Claudia Maraston is a Professor of Astrophysics at the University of Portsmouth. She designs models for the calculation of spectro-photometric evolution of stellar populations. She is the winner of the 2018 Royal Astronomical Society Eddington Medal.

== Education and early career ==
Maraston completed her postdoctoral studies at the University of Bologna in 1998. She was a postdoctoral fellow at LMU Munich as well as the Max Planck Institute for Extraterrestrial Physics. In 2005, she was awarded a Marie Curie Fellowship, which allowed her to join the University of Oxford.

== Research ==
She won a Marie Curie Excellence Team Grant in 2005. In 2007, she was awarded a €1.4 million European Commission grant for UNIMASS. UNIMASS looked at how stellar population models informed galaxy formation. Maraston is interested in calculating the physical properties of galaxies (age, mass, history, epoch of formation) from observational data and galaxy formation simulation. Her Stellar Population Models are available for the public. She looks to calculate how much dark matter is present in a galaxy. She establishes the galaxy photometric redshifts (k-) and their corrections (e). She has studied single and composite stellar populations.

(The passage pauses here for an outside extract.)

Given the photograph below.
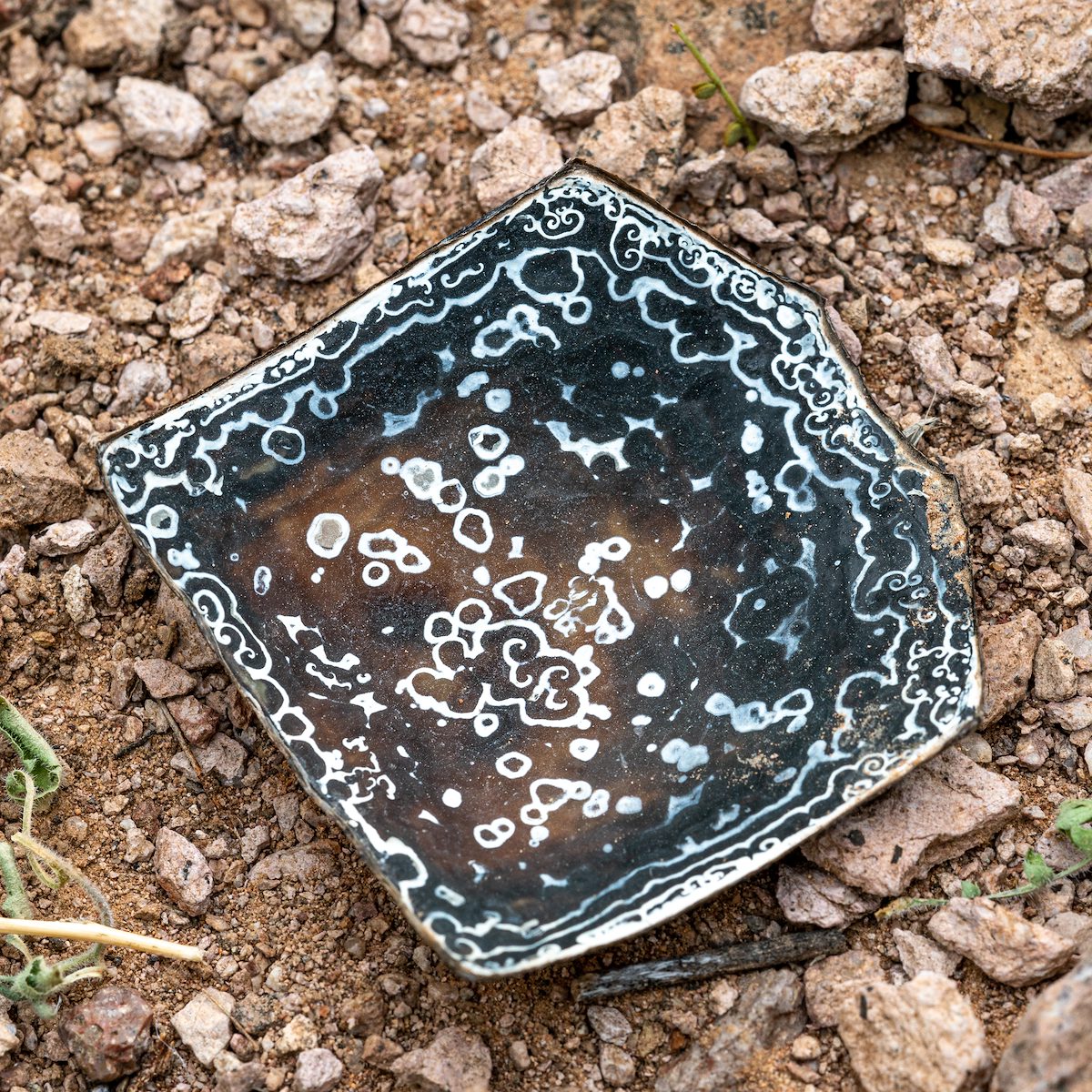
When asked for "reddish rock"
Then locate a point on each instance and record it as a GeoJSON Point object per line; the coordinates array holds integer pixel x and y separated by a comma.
{"type": "Point", "coordinates": [109, 1033]}
{"type": "Point", "coordinates": [163, 678]}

She has been part of several large grants from the Science and Technology Facilities Council. She was the architect of the SDSS-III/ Baryon Oscillation Spectroscopic Survey (BOSS) project. In 2016, she used this to calculate stellar masses for 400,000 luminous galaxies. BOSS is part of the Sloan Digital Sky Survey, and is designed to measure the baryon acoustic oscillations. They use her stellar population models. She modelled the UV spectrum of the SDSS-III/ Baryon Oscillation Spectroscopic Survey galaxies. In January 2018 she was awarded the Royal Astronomical Society Eddington Medal for her investigations into theoretical astrophysics. She is the second woman to win the award since it began in 1953.

Maraston is a popular science communicator, and has taken part in Café Scientifique and written for popular science magazine Astronomy Now. She serves on the editorial board of the journal the Monthly Notices of the Royal Astronomical Society.